J'ai essayé de le désinstaller, de supprimer les fichiers .plist associés, ...  
Apparemment sous windows il faudrait aller dans les réglages avancés cependant je ne trouve pas cette fonction sous mac : 







J'utilise la dernière version en date de Chrome 11.

Merci à vous 

----------------------
Note du modérateur (ici Aliboron) : 
Sauf erreur de ma part, Chrome est un navigateur, un outil dédié à l'exploration de l'internet. Donc, comme on a bien entendu lu au préalable le message de Pascal77 en tête du forum "Applications" ou/et la table d'orientation, on déménage vers "Internet et réseau", là où se retrouvent les spécialistes. Et hop !!!


----------



## schwebb (9 Mai 2011)

Effectivement, je ne trouve pas non plus cette fonction réinitialiser.
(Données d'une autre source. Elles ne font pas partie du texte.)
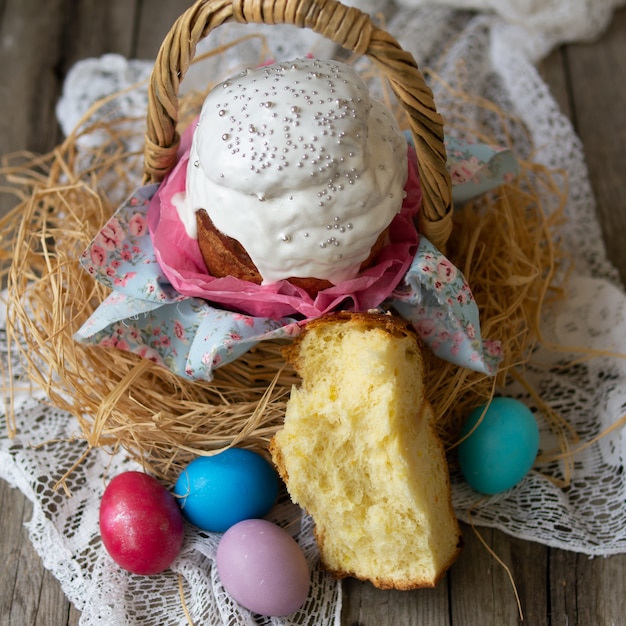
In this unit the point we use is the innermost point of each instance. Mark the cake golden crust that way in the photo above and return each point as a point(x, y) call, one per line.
point(359, 452)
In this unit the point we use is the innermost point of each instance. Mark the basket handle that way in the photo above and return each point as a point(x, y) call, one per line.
point(347, 26)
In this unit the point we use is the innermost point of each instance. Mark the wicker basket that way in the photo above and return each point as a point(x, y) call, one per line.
point(350, 28)
point(120, 400)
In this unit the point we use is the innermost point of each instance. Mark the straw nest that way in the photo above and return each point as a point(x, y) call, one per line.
point(504, 243)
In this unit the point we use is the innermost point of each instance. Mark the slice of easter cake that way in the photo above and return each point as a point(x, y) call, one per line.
point(359, 452)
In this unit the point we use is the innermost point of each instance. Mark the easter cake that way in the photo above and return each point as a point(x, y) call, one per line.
point(359, 452)
point(294, 173)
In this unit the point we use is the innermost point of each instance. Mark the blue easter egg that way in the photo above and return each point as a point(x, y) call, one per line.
point(502, 448)
point(216, 492)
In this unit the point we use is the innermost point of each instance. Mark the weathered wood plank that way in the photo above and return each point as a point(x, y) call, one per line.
point(92, 28)
point(29, 49)
point(481, 590)
point(155, 20)
point(364, 605)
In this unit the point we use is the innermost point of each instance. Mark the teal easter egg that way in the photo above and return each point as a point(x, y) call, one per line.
point(216, 492)
point(501, 449)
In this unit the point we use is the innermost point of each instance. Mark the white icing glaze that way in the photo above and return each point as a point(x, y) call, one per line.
point(298, 164)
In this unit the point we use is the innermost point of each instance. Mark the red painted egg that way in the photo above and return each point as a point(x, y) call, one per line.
point(141, 524)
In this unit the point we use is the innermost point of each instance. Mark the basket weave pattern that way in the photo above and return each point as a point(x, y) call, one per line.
point(347, 26)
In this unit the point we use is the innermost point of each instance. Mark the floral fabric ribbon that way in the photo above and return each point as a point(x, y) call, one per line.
point(144, 314)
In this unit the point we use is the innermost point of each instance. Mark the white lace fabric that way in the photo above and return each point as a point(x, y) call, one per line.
point(491, 47)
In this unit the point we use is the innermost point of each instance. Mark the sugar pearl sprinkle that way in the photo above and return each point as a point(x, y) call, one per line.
point(296, 162)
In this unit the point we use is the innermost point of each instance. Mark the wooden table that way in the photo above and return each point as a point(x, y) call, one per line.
point(40, 40)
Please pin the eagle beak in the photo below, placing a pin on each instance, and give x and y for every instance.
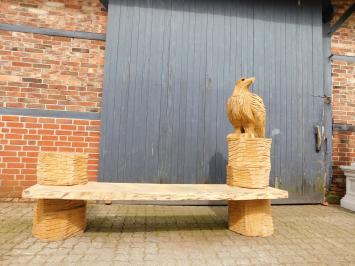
(251, 81)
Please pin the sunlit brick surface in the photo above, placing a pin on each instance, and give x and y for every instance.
(23, 137)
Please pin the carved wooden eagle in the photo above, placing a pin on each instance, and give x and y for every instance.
(246, 110)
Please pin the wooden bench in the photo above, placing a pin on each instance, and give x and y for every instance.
(61, 210)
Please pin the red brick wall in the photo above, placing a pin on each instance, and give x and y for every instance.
(48, 72)
(22, 137)
(343, 40)
(343, 97)
(75, 15)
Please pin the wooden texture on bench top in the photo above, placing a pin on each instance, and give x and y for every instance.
(144, 191)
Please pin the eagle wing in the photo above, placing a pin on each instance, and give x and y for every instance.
(230, 111)
(258, 109)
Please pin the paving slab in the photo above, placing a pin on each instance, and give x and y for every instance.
(182, 235)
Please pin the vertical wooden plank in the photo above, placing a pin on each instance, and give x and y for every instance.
(154, 95)
(202, 22)
(176, 71)
(110, 56)
(221, 68)
(211, 96)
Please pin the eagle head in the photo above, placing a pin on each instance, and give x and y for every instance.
(245, 83)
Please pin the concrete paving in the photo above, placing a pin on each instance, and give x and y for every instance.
(182, 235)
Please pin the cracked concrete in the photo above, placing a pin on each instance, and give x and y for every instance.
(182, 235)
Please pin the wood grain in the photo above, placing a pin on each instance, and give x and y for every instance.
(144, 191)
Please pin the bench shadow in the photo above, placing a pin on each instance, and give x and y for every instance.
(155, 223)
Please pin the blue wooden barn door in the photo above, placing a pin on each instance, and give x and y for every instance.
(170, 67)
Mais tu peux la remplacer en jetant Chrome à la corbeille, puis TOUS les fichiers et dossiers relatifs à Chrome:
- TaPetiteMaison/Bibliothèque/Application Support/Google/Chrome
- TaPetiteMaison/Bibliothèque/Caches/Google/Chrome
- TaPetiteMaison/Bibliothèque/Google/Google Chrome Brand.plist
- TaPetiteMaison/Bibliothèque/Preferences/com.google.Chrome.plist


Et je crois que c'est tout. Ouf.


----------



## NathanB (10 Mai 2011)

schwebb a dit:


> Effectivement, je ne trouve pas non plus cette fonction réinitialiser.
> 
> Mais tu peux la remplacer en jetant Chrome à la corbeille, puis TOUS les fichiers et dossiers relatifs à Chrome:
> - TaPetiteMaison/Bibliothèque/Application Support/Google/Chrome
> ...



Super ça a fonctionné !!
J'avais seulement supprimé l'application et les deux derniers fichiers .plist.
Merci beaucoup.


----------